The Journey to Becoming Model-Driven
One thing I’ve been thinking about recently is how to help companies become model-driven. This is a problem that requires change on many fronts, though unfortunately many organizations seem to think hiring a bunch of data scientists is all that it takes. That may seem a bit harsh, and every organization makes lip service to changing business processes to become more data-driven or something like that, but the truth is, they aren’t doing it.
So what does it take to actually become model-driven:
1- Solid Data Foundation. You can’t do data science without data. And there has to be reasonable agreement on what the data is, and some semblance of what the truth is. Too many data science initiatives are built on top of sand, dooming them to failure.
2- A full-spectrum of data analytics services. You can’t jump straight to building AI when your users don’t have basic reports. Start with Business Intelligence tools, and work your way up.

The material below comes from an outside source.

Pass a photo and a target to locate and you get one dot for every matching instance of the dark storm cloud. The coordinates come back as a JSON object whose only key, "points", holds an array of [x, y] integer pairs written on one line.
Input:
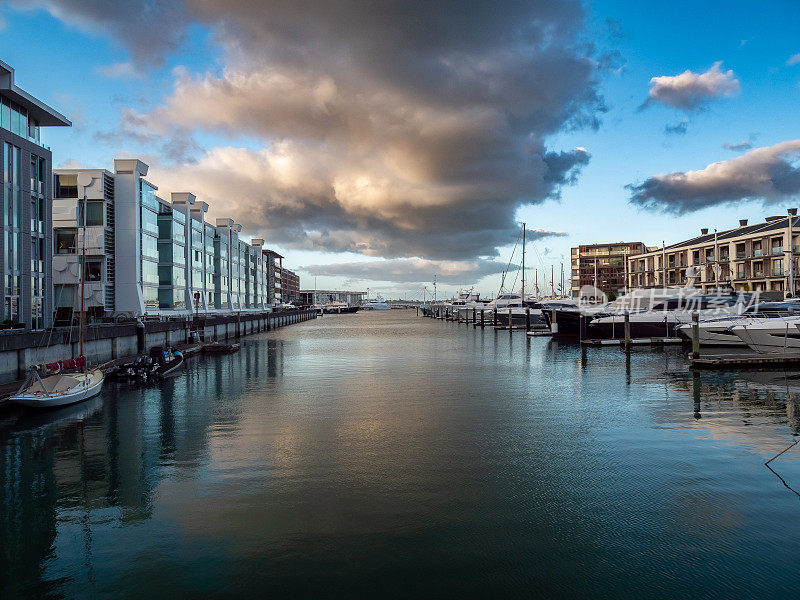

3- A well-rounded data science team with technical skills and knowledge of the domain you’re working in. This is unlikely to be solved by hiring a handful of unicorns that know everything, but through carefully building out complementary skill sets
4- Deployment strategies in place from the get go. If you haven’t already through through how to get the models into the hands of users before you built them, it’s too late. No one wants models to be shelf-ware, and they’re most accurate the quicker they get out there. Deploying them through existing, unloved, clunky applications is a surefire failure point
5- Educate the business users early. Having models won’t make you model-driven unless people are using them. If you’re changing existing business processes leveraging data science, you need to be able to show the expected benefits and build inflexibility for people to adjust.
6- Keep the data science close to business. This is important hierarchically and in the use cases. If you aren’t working on the problems that matter to your business, you will fail.
7- Choose good initial projects. Don’t take on giant, mission-critical projects right out of the gate. You need to have projects with quick impact to get buy-in before you start fundamentally changing your business model.
8- Evolve into the hard stuff. To be truly model-driven means to have your core business process using data science. Think Amazon and its fulfillment modeling or Netflix and the recommendation engine. Don’t be afraid to make data science core to everything you do.
9- Iterate rapidly with your stakeholders. Data science is challenging, rapidly evolving,.and messy, and involving people in the sausage making will give them more faith in the end result than if it’s answer handed down from on high.
This is just a start, and doing all these things won’t guarantee success. But in my experience, if you don’t do these things, you are guaranteed to fail. What else do you think makes the difference?